Fonts and font styles play an important role in creating effective and engaging data visualizations.  Here are things to consider: 

  • Understand the context: Before choosing a font, it’s essential to know the context in which your chart will be presented. Consider whether it will be used in a professional report, a blog post, or a presentation. This helps you determine the appropriate font style and size. 
  • Typography: When selecting a font for your chart, consider two primary factors: legibility and compatibility. You’d want to choose a font that is easy to read and complements the content of your visualization. 
    • Serif vs. Sans-serif: Serif fonts have small lines or strokes attached to the ends of letters, while sans-serif fonts don’t have these embellishments. Serif fonts like Times New Roman tend to give a traditional and formal feel, while sans-serif fonts like Arial or Helvetica often convey a more modern and clean appearance. Sans-serif fonts are generally recommended for data visualizations due to their better legibility, especially in smaller sizes. 

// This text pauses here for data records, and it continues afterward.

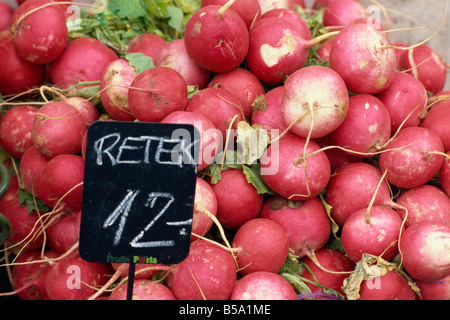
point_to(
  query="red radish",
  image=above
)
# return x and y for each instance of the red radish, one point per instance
(205, 199)
(405, 99)
(220, 106)
(391, 286)
(269, 115)
(58, 128)
(435, 290)
(114, 89)
(84, 59)
(366, 127)
(337, 157)
(73, 278)
(243, 84)
(210, 138)
(147, 43)
(263, 285)
(315, 101)
(175, 56)
(437, 119)
(15, 130)
(237, 200)
(424, 203)
(31, 163)
(40, 31)
(352, 187)
(261, 245)
(249, 11)
(424, 250)
(29, 273)
(294, 169)
(444, 175)
(305, 222)
(87, 109)
(291, 16)
(373, 230)
(143, 290)
(17, 74)
(24, 225)
(216, 38)
(332, 260)
(276, 54)
(208, 272)
(63, 233)
(373, 62)
(342, 13)
(425, 65)
(60, 181)
(6, 13)
(157, 92)
(412, 158)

  • Font sizes: To ensure greater readability of your chart, always think about the audience and the viewing distance. You should choose a font size that is comfortable to read for your intended audience. For example, a font size of 10-12 points would be suitable for a printed report or a blog post. However, for a presentation, you might want to go with a larger size, such as 18-24 points, to make it easy to read from a distance. 
  • Tabular vs. Proportional fonts: Tabular fonts have uniform character widths, which makes them ideal for displaying numerical data in tables and charts, whereas proportional fonts have varying character widths. Tabular fonts, such as Courier New, ensure that all numbers align perfectly, making the data easier to read and compare. 

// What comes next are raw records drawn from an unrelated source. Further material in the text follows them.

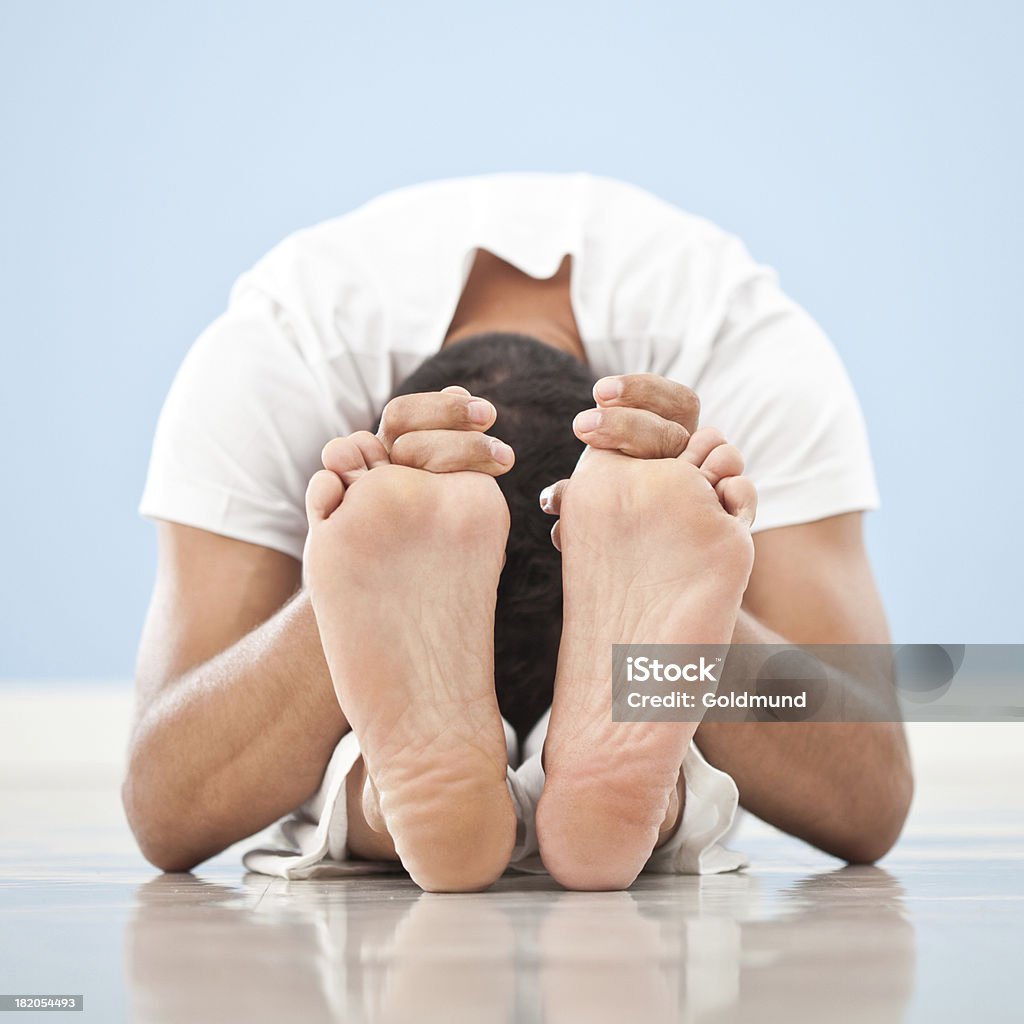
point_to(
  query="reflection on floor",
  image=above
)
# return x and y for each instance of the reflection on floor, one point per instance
(933, 935)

  • Lining vs. Old style numbers: Lining numbers share a consistent height and align well with capital letters, while old-style numbers have varying heights and better align with lowercase letters. In data visualizations, lining numbers are generally preferred as they offer better readability and uniformity, especially when dealing with numerical values. 
  • Color and contrast: Choosing appropriate color and contrast for your text plays a crucial role in readability. Always opt for high contrast between the text and the background. For instance, use dark text on a light background or vice versa.